Anladım. Fatih en sevdiğiniz lidermiş, öyle mi?
Evet.
Neden?
Çağ açmış, daha ne yapsın? Bugün İstanbul Türkler'in elinde
olmasaydı Avrupa'nın Türklere bakış açısı da Ortadoğu 'daki
ülkelere bakışındaki gibi olacaktı bence. Bizi Avrupalılaştıran ve
o kimliğimizi insanlara daha iyi ifade etmemizi sağlayan
İstanbul'dur. Bunu yapan da Fatih'tir ve bence bu çok büyük bir
hazine.
Kardeş katlini vacip kılması meselesi var ama...
Yıllardır doğu sınırlarımızda yaşanan sorunlar var, sebebi
bölücülük. "Biz" diyorlar, "burayı istiyoruz kardeşim!" 35 bin
asker öldü, bundan rahatsızım herkes gibi. Bir de bunları yakinen
yaşayanlar var ailesinde ama ben empati kurmayı bilen bir insanım,
illa bir yakınımın ölmesine gerek yok. Şimdi o zamanlar, üç
kardeşsin ve baban ölüyor. Üç kardeş de diyor ki "Ben padişahım." O
orayı, bu burayı parselliyor. O zaman da büyük bir imparatorluk
parçalanıyor. Fatih bu öngörüye sahip olduğu için Osmanlı'nın
parçalanmaması adına -ki ben bu kararı üzülerek aldığına
inanıyorum- kendi insanları için verdi bu kararı. Ülke bölünmesin,
parçalanmasın diye... "Kendi insanlarımdan bin kişi öleceğine,
çocuklarımdan iki kişi ölsün, daha iyi" demiş ve bence burada
inanılmaz bir vatanseverlik var. Bir sürü şehzade Osmanlı
padişahlarına karşı kullanılmış zaten, bunun örnekleri var.

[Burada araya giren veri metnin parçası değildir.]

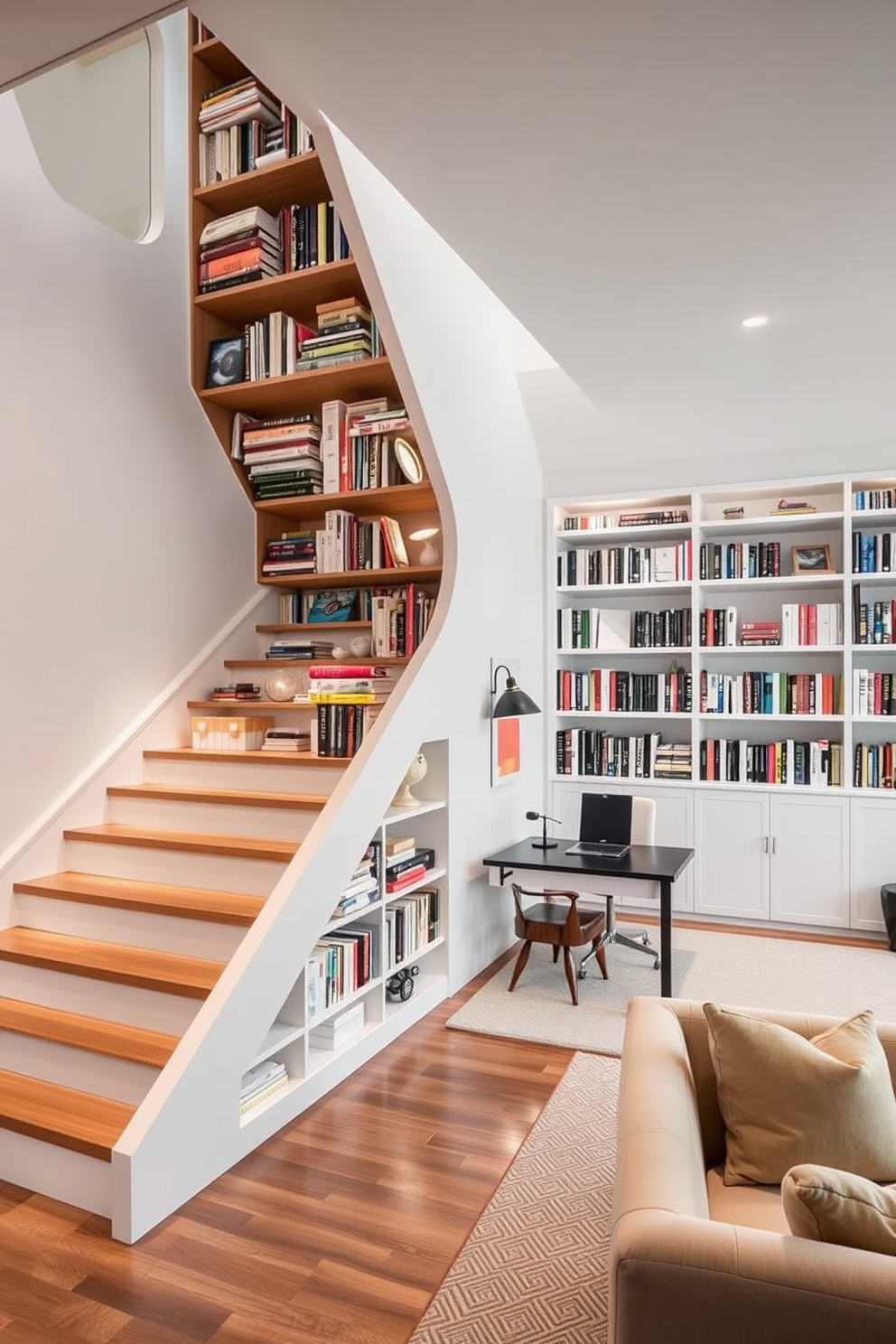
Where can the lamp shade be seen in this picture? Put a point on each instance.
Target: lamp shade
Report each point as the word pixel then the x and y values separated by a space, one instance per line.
pixel 512 702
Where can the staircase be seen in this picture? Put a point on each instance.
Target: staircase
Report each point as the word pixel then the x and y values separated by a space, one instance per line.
pixel 109 960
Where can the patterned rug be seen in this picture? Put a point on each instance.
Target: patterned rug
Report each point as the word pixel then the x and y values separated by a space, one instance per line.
pixel 534 1267
pixel 731 968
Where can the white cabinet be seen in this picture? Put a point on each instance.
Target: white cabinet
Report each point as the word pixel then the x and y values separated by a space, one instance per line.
pixel 872 859
pixel 731 861
pixel 772 856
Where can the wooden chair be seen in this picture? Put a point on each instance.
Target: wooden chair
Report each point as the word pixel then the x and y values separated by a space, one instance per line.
pixel 555 921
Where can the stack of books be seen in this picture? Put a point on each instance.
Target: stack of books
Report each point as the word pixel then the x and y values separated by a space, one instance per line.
pixel 237 691
pixel 293 553
pixel 261 1082
pixel 672 761
pixel 237 249
pixel 342 683
pixel 284 459
pixel 339 1030
pixel 760 632
pixel 363 887
pixel 286 740
pixel 344 333
pixel 298 648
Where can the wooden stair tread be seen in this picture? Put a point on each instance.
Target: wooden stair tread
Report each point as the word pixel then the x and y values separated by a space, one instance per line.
pixel 152 897
pixel 96 1034
pixel 196 793
pixel 167 972
pixel 62 1115
pixel 193 842
pixel 273 757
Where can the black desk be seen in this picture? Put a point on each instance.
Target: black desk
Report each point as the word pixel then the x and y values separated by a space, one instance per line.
pixel 655 863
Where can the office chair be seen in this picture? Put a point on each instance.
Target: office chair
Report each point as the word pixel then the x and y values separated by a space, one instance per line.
pixel 644 816
pixel 557 925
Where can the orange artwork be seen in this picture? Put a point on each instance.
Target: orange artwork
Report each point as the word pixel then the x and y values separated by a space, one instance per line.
pixel 505 749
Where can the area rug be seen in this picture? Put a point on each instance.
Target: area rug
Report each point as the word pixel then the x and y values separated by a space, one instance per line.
pixel 736 969
pixel 534 1269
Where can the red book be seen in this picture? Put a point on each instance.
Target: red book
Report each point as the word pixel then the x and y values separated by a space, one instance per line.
pixel 347 669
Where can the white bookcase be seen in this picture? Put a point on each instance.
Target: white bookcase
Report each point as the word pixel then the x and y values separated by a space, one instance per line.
pixel 313 1070
pixel 655 609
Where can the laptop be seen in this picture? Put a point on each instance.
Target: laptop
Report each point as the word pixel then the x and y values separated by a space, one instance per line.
pixel 605 826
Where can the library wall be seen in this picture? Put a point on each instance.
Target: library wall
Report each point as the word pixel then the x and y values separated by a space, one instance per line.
pixel 126 542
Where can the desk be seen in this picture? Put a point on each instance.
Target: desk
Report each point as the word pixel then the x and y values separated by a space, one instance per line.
pixel 655 863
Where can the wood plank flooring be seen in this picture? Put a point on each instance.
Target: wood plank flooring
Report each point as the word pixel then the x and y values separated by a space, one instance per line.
pixel 341 1228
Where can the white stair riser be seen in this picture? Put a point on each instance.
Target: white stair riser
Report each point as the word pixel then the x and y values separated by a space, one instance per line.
pixel 132 928
pixel 57 1172
pixel 178 867
pixel 102 1076
pixel 207 773
pixel 211 817
pixel 99 997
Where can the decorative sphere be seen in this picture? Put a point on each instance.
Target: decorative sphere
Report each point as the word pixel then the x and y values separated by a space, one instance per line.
pixel 283 685
pixel 414 773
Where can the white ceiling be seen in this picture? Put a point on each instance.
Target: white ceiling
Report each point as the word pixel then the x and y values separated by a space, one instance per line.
pixel 631 178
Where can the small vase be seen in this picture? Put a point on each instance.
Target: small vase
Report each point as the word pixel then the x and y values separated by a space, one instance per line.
pixel 415 771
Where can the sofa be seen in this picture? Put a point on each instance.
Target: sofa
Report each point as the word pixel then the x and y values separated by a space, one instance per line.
pixel 694 1261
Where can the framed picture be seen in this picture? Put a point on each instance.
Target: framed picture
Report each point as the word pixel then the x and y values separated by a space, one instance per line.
pixel 507 761
pixel 225 362
pixel 812 559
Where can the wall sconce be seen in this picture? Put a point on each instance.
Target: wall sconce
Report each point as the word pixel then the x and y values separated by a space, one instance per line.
pixel 512 702
pixel 429 554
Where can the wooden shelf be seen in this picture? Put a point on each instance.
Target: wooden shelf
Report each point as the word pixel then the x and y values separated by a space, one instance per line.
pixel 393 500
pixel 297 292
pixel 295 391
pixel 358 578
pixel 293 182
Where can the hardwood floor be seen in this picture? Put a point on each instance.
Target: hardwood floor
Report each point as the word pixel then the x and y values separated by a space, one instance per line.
pixel 341 1228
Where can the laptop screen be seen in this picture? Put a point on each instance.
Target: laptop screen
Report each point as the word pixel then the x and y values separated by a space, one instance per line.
pixel 606 816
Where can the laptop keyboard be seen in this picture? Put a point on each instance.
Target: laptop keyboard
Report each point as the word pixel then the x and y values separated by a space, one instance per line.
pixel 601 848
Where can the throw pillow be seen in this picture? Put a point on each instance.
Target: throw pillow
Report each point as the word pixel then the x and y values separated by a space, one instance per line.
pixel 788 1101
pixel 832 1206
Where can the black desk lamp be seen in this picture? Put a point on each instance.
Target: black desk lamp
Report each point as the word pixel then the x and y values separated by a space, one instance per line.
pixel 543 843
pixel 512 702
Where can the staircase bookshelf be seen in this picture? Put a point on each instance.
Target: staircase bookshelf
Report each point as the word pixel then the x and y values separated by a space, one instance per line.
pixel 112 958
pixel 722 652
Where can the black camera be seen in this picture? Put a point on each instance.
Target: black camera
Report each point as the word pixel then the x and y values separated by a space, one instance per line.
pixel 400 985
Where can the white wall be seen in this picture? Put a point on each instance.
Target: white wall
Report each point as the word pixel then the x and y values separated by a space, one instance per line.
pixel 126 542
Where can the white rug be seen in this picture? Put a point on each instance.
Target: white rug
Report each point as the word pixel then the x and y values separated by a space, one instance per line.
pixel 534 1269
pixel 738 969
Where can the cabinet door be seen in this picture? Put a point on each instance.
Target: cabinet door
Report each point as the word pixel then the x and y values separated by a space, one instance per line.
pixel 731 861
pixel 810 861
pixel 872 859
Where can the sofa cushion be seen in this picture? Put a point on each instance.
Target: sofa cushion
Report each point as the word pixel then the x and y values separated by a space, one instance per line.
pixel 786 1099
pixel 835 1206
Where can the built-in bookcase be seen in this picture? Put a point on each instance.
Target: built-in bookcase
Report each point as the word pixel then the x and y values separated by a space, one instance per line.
pixel 735 645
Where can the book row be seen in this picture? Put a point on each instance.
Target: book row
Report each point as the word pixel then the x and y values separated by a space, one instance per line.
pixel 771 693
pixel 607 690
pixel 874 765
pixel 873 693
pixel 873 622
pixel 630 518
pixel 411 924
pixel 816 763
pixel 873 553
pixel 595 566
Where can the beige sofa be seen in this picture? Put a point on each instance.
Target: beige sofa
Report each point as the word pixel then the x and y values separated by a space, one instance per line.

O dönem yaşamak ister miydiniz?
İsterdim, daha doğal zamanlar olduğunu düşüyorum çünkü. Ama bundan
30-40 yıl önce de yaşamak isterdim.
Nedir değişen?
Daha dejenere, umursamaz ve bencil bir toplum olduk. Hiç kimse
yerini kabul etmiyor, herkes yerinden memnuniyetsiz.
Nerede büyüdünüz?
Kadırga, Sultanahmet'te. Topkapı Sarayı'na gidip oyun
oynuyorduk.
Fatih'in kılıcına bakarak büyümüşsünüz..
Evet, o kılıç erkek çocuk olarak ilginç geliyordu bana, çok sıradan
bir şey aslında.
Çocukken de böyle ağır bir duruşunuz var mıydı?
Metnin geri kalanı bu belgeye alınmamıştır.